I recorded the two parts in the same audio stream.

#squiz and #room heavily used


Damn I kept seeing this thread but for some reason I just never read it:

First things first, here's my contribution: I just expanded on the stuff I posted in my other thread - I was trying to figure out where I should go from there, and speed changes seemed like a great thing to do!

My patterns are pretty uncomplicated - they translate to the speed changes (I doubled it) pretty well, but I got a bit flustered in the fast bit and felt like I needed to do something quickly... as you'll see I didn't come up with anything bar... slow it down again :wink:

The biggest change I noticed at double speed is the bass accents really move to a 2/4 rather than the heavy groove that it starts out with.

Keeping the bass rhythm simple also gave the jux rev function some real value as well I think, it got a double time feel with a significant rhythm variation in the early mid section.

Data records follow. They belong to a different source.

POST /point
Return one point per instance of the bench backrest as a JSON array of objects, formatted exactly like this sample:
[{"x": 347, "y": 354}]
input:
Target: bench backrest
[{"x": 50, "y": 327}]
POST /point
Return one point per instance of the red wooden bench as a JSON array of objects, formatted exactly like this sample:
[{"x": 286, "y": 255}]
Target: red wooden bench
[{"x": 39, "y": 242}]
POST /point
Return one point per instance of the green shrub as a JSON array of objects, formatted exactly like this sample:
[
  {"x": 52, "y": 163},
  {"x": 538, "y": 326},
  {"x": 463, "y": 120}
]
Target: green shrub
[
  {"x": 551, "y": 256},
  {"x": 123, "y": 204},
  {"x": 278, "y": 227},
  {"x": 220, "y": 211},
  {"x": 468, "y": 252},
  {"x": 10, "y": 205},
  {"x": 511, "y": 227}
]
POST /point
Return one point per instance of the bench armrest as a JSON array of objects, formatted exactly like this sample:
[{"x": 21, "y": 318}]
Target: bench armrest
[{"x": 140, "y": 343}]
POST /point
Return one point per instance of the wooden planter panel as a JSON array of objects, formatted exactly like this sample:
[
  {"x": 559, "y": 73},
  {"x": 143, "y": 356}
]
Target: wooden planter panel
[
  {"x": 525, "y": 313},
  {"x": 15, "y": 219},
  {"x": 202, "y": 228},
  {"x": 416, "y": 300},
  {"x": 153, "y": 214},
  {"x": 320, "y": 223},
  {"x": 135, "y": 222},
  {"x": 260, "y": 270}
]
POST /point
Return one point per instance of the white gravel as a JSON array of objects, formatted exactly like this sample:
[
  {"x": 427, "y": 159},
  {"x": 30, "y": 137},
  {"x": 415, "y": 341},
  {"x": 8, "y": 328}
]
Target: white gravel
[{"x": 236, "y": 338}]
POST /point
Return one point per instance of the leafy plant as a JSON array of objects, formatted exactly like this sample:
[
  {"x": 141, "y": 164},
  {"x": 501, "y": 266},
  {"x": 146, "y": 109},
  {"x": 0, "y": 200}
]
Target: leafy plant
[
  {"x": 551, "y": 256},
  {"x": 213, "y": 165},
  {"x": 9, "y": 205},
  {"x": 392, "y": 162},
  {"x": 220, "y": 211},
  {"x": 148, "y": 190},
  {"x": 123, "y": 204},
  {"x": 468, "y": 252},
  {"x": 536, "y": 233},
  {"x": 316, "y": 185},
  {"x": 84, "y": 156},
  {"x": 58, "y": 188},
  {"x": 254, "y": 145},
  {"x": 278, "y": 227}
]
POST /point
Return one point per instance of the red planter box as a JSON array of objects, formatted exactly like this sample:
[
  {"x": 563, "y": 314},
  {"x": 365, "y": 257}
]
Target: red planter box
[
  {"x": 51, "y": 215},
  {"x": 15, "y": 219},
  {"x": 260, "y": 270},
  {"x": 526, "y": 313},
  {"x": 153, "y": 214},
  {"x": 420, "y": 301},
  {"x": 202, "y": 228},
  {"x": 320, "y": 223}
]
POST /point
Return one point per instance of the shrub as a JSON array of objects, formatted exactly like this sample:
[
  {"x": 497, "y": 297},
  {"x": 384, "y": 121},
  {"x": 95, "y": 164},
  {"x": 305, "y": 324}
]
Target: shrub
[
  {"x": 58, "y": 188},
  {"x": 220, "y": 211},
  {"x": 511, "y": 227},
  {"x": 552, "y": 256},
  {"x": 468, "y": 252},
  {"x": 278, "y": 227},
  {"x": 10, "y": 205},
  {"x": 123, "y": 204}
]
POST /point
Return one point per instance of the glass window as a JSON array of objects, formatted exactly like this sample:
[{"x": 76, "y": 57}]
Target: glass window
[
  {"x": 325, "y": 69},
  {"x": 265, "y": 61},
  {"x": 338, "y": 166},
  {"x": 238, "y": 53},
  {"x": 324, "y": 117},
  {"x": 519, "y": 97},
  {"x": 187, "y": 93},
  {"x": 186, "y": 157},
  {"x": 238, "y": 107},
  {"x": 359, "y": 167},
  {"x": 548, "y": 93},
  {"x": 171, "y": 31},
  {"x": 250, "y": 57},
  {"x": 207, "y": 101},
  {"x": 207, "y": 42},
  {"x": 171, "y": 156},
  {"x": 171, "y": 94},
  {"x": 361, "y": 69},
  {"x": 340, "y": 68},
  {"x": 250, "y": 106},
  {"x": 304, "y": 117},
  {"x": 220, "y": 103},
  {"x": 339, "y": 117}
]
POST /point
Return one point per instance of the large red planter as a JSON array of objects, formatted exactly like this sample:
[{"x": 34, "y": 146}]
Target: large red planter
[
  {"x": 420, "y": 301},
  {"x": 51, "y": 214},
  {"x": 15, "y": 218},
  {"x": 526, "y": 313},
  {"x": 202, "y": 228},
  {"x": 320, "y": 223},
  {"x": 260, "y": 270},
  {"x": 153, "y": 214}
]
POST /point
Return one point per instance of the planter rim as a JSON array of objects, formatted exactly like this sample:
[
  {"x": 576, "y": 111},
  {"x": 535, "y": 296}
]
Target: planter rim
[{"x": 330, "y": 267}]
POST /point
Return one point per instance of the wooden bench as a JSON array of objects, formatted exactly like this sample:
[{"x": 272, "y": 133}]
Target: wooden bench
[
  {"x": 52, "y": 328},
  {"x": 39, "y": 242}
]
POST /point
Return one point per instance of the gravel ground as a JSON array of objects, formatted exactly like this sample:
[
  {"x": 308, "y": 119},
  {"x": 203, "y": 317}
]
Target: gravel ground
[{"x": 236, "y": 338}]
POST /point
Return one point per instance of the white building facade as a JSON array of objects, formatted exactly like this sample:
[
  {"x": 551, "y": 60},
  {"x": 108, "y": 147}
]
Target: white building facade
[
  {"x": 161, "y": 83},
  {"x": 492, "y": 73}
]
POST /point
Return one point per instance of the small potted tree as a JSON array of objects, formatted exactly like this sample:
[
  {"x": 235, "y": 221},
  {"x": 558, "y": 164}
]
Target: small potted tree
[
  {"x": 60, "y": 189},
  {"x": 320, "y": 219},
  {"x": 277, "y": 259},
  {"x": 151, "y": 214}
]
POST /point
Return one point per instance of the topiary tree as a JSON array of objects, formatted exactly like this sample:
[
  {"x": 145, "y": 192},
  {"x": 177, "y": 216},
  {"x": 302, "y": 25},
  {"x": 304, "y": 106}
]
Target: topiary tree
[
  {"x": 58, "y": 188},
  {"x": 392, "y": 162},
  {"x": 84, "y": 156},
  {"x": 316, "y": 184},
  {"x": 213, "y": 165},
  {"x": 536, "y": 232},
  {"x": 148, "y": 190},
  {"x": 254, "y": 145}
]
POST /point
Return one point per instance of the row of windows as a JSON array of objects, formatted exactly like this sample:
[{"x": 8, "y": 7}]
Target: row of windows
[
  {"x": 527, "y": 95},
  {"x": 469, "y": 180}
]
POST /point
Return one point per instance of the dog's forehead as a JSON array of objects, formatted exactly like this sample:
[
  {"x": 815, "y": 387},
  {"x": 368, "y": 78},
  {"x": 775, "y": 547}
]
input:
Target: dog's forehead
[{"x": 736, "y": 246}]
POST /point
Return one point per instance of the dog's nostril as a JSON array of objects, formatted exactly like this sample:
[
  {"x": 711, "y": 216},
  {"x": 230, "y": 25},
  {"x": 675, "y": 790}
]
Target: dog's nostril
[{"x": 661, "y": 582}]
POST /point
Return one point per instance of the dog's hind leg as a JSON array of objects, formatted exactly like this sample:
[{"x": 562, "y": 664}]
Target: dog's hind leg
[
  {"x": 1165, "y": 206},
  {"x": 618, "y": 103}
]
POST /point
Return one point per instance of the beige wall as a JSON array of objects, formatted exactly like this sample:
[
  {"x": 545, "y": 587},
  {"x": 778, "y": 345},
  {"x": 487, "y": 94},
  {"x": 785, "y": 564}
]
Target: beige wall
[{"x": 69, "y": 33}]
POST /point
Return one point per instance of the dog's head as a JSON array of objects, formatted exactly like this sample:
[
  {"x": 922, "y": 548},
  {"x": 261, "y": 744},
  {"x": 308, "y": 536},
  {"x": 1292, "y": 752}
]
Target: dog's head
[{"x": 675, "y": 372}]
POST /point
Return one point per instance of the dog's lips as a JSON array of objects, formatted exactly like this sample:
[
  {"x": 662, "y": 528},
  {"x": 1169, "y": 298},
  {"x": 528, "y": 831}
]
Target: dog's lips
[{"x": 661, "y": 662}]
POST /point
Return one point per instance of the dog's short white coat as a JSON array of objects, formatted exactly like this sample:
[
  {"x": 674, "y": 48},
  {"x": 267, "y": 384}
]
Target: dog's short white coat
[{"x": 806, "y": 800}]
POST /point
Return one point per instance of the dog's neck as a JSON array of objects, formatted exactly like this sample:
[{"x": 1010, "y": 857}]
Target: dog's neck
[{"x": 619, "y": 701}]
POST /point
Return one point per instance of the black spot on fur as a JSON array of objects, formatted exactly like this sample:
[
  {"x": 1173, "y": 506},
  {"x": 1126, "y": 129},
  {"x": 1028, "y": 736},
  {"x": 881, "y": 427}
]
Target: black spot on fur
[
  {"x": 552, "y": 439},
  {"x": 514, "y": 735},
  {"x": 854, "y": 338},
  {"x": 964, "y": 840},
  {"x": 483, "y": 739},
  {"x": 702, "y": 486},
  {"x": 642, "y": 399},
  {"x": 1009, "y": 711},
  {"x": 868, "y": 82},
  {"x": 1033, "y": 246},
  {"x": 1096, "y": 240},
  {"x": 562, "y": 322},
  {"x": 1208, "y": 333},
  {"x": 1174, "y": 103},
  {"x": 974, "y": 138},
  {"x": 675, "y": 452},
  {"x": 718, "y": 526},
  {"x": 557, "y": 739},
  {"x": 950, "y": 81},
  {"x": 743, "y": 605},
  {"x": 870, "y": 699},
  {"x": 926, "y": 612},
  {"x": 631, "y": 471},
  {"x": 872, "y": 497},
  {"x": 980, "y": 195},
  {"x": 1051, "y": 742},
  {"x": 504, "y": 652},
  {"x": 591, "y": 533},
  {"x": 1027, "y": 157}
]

What would I do differently? Be better prepared for the fast section - I did my best to be thinking ahead, but I'm obviously still learning about all the parts that need thinking ahead about :wink:

I took a video:

I also tried out the supercollider in-built recorder:

Next up, looking forward to hearing all these other tunes! :smiley:


Here are my two recordings, both on the same file. They do sound different though being basically the same. I found the second one chill enough to support some pad synths on top, while the first one fits better on a club environment. Next time I won't use such aggressive cowbells on the slower one, I think they are a bit too much for it.

As for the coding experience, recording the first one was more complicated cause I needed to move faster from one line to another, also I was a bit tired and was trying to complete the task before going to sleep.

I'm excited to hear what you all have done and attend to @yaxu 's live stream : )


I really dig the noisiness on the second one! Nice!